女性社員に握手を求めるのはNG?職場のセクハラ、アウトの基準
ハラスメントという言葉はすっかり一般的なものになりました。
世の中には「〇〇ハラ」という言葉が溢れています。モラハラ、アルハラ、マリハラ、アカハラ……数え上げればいくらでも挙がってきそうです。その中でも、近年大きく取り上げられ、問題となるのは、職場におけるハラスメントです。
職場におけるハラスメントとして最も問題となるものは、セクシュアルハラスメント、マタニティハラスメント、そしてパワーハラスメントでしょう。今日は、その中でセクシュアルハラスメントについて取り上げます(社会保険労務士・澤上貴子)。
セクハラの範囲は法律で決まっている
そもそも「セクシュアルハラスメント(セクハラ)」とはどのような概念でしょうか。実はセクハラとは何か、具体的に明示され、事業主に防止措置を義務付けている法律があります。それは男女雇用機会均等法第11条です。

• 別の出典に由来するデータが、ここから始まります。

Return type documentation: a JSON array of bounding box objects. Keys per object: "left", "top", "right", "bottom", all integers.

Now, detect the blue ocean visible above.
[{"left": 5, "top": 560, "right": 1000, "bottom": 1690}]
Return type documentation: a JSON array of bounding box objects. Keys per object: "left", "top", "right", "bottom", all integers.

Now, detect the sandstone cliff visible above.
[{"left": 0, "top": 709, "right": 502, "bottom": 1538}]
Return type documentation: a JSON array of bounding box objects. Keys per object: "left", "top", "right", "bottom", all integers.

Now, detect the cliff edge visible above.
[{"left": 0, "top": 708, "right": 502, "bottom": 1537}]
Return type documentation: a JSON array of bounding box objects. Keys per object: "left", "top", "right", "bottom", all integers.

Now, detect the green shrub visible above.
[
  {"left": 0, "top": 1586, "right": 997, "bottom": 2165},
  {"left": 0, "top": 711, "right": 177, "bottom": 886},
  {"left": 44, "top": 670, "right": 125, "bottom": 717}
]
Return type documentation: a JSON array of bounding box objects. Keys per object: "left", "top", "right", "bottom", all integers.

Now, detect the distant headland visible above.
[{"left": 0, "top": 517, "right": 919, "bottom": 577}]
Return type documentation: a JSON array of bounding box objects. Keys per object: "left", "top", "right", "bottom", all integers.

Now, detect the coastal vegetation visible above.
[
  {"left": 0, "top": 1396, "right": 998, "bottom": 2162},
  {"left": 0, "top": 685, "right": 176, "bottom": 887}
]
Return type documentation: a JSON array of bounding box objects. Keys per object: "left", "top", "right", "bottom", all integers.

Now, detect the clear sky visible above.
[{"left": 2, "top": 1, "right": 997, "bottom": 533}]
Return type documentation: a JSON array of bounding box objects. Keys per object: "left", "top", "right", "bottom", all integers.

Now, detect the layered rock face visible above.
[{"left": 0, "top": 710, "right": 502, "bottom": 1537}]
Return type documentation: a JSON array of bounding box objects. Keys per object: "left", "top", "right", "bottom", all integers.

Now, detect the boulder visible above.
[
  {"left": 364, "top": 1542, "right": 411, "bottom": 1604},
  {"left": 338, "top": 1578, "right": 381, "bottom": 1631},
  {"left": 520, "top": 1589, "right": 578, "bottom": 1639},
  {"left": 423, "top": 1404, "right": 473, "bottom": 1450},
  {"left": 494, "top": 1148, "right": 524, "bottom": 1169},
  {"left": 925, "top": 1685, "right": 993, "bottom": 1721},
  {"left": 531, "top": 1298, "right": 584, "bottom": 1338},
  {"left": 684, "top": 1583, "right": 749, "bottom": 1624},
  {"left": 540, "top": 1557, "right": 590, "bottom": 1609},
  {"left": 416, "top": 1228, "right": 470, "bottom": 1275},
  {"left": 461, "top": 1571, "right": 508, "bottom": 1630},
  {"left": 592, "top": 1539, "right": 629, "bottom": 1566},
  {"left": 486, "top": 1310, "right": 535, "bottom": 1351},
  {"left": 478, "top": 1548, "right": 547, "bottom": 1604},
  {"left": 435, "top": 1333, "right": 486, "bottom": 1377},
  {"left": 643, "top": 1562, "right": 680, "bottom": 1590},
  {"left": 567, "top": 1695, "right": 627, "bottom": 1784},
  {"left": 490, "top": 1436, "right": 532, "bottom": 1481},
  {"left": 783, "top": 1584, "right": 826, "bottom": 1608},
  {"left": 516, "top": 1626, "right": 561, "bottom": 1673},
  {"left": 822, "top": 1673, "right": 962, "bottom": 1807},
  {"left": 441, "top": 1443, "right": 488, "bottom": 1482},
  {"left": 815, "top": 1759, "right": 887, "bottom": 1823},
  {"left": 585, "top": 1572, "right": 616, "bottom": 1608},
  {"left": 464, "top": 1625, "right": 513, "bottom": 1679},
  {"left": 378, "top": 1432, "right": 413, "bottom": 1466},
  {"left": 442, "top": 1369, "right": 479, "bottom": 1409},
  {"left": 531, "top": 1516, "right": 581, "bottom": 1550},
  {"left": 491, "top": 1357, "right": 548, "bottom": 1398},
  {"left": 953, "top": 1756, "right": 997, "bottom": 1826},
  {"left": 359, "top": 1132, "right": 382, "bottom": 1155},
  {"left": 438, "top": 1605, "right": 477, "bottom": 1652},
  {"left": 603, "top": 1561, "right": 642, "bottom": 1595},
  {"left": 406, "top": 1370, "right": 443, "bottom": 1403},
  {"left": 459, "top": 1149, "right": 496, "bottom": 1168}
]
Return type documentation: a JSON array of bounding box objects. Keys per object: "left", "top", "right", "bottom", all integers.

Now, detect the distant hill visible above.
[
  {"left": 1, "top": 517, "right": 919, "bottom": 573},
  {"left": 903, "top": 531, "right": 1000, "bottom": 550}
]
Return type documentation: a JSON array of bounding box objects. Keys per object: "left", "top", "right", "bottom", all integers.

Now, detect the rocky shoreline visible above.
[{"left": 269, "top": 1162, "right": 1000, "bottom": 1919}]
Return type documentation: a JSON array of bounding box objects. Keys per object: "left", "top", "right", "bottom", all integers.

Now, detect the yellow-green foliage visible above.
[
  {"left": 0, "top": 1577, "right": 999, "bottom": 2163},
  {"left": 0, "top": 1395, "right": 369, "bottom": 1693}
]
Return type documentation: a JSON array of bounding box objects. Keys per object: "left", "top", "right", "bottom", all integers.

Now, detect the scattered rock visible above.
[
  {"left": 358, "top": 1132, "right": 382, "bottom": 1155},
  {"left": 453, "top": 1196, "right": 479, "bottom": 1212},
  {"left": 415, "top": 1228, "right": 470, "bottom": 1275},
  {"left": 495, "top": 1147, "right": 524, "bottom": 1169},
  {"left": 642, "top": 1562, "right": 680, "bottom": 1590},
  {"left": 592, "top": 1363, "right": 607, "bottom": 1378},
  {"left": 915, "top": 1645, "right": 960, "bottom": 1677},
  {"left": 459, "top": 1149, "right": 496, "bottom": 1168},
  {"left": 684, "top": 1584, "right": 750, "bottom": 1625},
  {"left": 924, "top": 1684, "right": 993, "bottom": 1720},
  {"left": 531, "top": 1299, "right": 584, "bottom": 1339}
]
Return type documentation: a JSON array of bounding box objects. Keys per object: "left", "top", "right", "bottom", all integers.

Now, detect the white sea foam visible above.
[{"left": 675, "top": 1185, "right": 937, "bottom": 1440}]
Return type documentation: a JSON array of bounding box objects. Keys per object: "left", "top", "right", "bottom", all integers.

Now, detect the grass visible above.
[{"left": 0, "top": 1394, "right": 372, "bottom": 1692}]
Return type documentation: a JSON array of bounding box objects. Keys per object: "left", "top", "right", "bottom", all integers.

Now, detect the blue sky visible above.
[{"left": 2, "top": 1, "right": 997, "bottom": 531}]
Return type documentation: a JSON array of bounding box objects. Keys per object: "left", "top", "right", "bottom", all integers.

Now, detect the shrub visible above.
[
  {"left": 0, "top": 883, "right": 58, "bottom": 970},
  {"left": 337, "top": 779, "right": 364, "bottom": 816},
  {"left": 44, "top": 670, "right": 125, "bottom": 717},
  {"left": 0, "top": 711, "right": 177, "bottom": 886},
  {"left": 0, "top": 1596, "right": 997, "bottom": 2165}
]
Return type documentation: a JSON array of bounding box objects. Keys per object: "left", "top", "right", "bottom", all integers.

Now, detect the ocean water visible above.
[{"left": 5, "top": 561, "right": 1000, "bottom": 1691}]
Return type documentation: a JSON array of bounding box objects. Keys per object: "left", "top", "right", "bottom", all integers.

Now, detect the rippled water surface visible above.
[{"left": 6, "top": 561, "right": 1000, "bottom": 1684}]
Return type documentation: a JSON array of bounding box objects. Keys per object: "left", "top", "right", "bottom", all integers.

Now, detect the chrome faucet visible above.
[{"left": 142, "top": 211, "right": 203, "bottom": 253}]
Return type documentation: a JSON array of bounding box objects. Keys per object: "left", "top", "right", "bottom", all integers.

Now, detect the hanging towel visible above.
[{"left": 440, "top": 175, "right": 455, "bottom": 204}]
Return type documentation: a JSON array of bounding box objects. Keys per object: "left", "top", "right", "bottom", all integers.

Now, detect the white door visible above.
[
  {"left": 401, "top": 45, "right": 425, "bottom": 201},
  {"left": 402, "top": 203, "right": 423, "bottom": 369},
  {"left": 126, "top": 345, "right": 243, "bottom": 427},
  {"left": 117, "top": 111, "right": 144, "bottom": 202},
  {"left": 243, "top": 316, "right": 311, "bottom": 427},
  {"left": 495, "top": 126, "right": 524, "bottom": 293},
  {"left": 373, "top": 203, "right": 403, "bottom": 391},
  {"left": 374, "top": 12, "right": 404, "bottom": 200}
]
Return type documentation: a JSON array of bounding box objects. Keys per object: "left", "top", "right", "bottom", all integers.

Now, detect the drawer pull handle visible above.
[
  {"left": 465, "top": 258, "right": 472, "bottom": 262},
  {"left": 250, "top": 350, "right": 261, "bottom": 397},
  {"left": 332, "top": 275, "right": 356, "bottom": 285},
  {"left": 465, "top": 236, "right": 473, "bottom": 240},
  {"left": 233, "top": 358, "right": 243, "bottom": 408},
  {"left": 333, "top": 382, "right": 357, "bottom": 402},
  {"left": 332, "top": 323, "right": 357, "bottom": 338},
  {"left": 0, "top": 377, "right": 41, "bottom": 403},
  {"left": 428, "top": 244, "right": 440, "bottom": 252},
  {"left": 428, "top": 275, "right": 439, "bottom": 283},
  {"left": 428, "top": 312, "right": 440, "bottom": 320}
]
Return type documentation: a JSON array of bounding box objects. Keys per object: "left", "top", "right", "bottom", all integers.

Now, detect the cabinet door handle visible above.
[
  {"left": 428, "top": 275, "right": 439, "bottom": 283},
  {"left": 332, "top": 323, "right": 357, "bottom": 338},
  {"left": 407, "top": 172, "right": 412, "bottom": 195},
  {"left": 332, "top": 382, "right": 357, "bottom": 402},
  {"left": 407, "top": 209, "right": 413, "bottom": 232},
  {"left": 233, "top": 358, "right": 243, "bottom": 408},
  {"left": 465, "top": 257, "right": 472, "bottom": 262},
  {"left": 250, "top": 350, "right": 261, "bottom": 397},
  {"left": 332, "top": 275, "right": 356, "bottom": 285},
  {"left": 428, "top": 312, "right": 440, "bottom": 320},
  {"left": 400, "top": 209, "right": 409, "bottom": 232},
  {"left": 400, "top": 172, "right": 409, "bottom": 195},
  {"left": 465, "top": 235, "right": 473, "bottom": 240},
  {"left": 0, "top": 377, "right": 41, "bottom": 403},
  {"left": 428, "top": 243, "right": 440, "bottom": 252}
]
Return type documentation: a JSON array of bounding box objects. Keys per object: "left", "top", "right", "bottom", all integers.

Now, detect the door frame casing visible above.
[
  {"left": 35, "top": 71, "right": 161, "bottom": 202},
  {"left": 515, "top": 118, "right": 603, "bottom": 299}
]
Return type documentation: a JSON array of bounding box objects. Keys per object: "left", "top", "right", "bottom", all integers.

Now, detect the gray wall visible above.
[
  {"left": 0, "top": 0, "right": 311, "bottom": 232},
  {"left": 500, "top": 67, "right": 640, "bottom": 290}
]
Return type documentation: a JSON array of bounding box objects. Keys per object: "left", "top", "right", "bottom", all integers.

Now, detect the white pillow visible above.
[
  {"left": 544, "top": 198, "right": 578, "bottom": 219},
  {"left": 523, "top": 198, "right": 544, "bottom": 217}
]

そこでは「職場」において行われる「労働者」の意に反する「性的な言動」に対する労働者の対応により(拒否、抵抗など)その労働者が不利益を受けたり、就業環境が害されること、とされています。また、そういったことのないよう、当該労働者からの相談に応じたり、適切に対応するために必要な体制を整備することなどを事業主に義務付けています。
セクハラは2つの類型に分類されます。1つ目は「対価型セクシュアルハラスメント」。意に反する性的な言動に拒否、抵抗したために、その労働者が労働条件上不利益を受けることです。典型的な例を見てみましょう。
・社長がA子さんに性的な関係を要求したが、A子さんが拒否したため解雇された。
・出張中のホテルで上司がB子さんの胸や腰に触ったが抵抗したため、後日、B子さんは降格された。
2つ目は「環境型セクシュアルハラスメント」
2つ目は「環境型セクシュアルハラスメント」です。性的な言動により就業環境が不快なものとなったため、支障が出ている状態です。典型的な例を見てみましょう。
・事務所内でC子さんが上司にたびたび胸や腰などを触られ、仕事をする意欲が低下している。
・同僚が事務所内にヌードポスターを貼ったり、業務用のパソコンでアダルトサイトを閲覧したり、卑猥な発言を繰り返す等の環境で、D子さんが苦痛に感じて仕事に集中できない。
上の例ではセクハラをの受け手は仮に女性としていますが、同性間、女性から男性に対してもセクハラは成立します。